Euromoney and me were a marriage made in hell and in early 2002, as is now history, I embarked on this crazy journey called (initially) The Moodie Report.

The Moodie Report is born. No frills. No pictures. No subscription fee. No hope. said our rivals.
Fond memories of the Cannes rugby encounters between the Latin Lovers and the ragtag Rest of World selection, which adopted increasingly unlikely names each year ranging from the Sexy Saxons to the Travel Retail Terminators. I finally gave up the game after  breaking two ribs in the 2002 showdown.

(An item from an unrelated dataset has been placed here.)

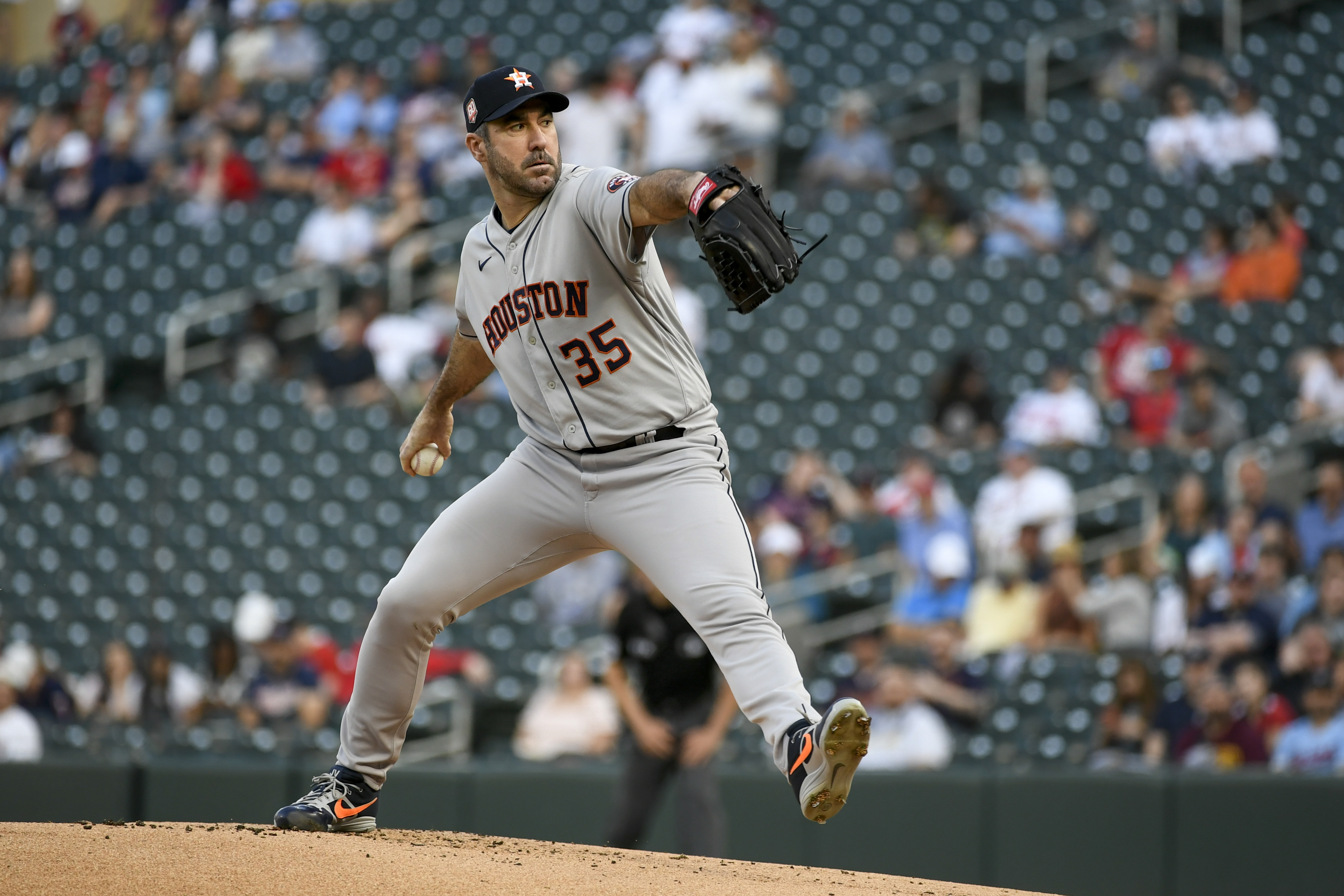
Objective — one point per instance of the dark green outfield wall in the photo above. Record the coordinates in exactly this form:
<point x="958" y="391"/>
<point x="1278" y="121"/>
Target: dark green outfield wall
<point x="1073" y="835"/>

Along the way, Dermot Davitt rejoined me (we became The Moodie Davitt Report in 2015) along with a bunch of other talented people who have been part of this amazing journey. I have told the story of the intervening years previously and will no doubt return to tell it in more detail as this career twilight eventually fades into darkness.

For now though, there is light aplenty, the clear-out is done, the clutter eliminated. A 67-year journey from Baby Moody to a twilight senior, but at least one with his name spelled correctly. ✈

Early steps: Our launch website may have been basic but it struck a chord with readers worldwide
  • What an amazing article and journey you have had Martin. You’re testimony to the importance of perseverance and humor to carry the story along!

    In some respects, our life experiences are similar. We were both born in non-English speaking countries (ok, you call it English in NZ, but we both know better don’t we…) but conquered that challenge. We relocated to another country and, after various missteps, landed in the best industry imaginable.

    Your passion for travel retail is comparable only to that silly sport the All Blacks play. A cynic might say that the actual reason you created The Moodie Report was to follow the team around whilst claiming the flights and accommodation as a tax deduction. But I digress…

    Thank you so very much for the lovely article you wrote about me recently. The exposure I received from being in The Moodie Davitt Report was incalculable and I’ve you to thank for this.

    The Moodie Davitt Report is the travel retail bible. Without your vision, the industry would be worse off so I applaud you for what you have achieved, and embrace you as one of the finest people in the industry.

    P.S. remember our pact, neither of us are allowed to retire!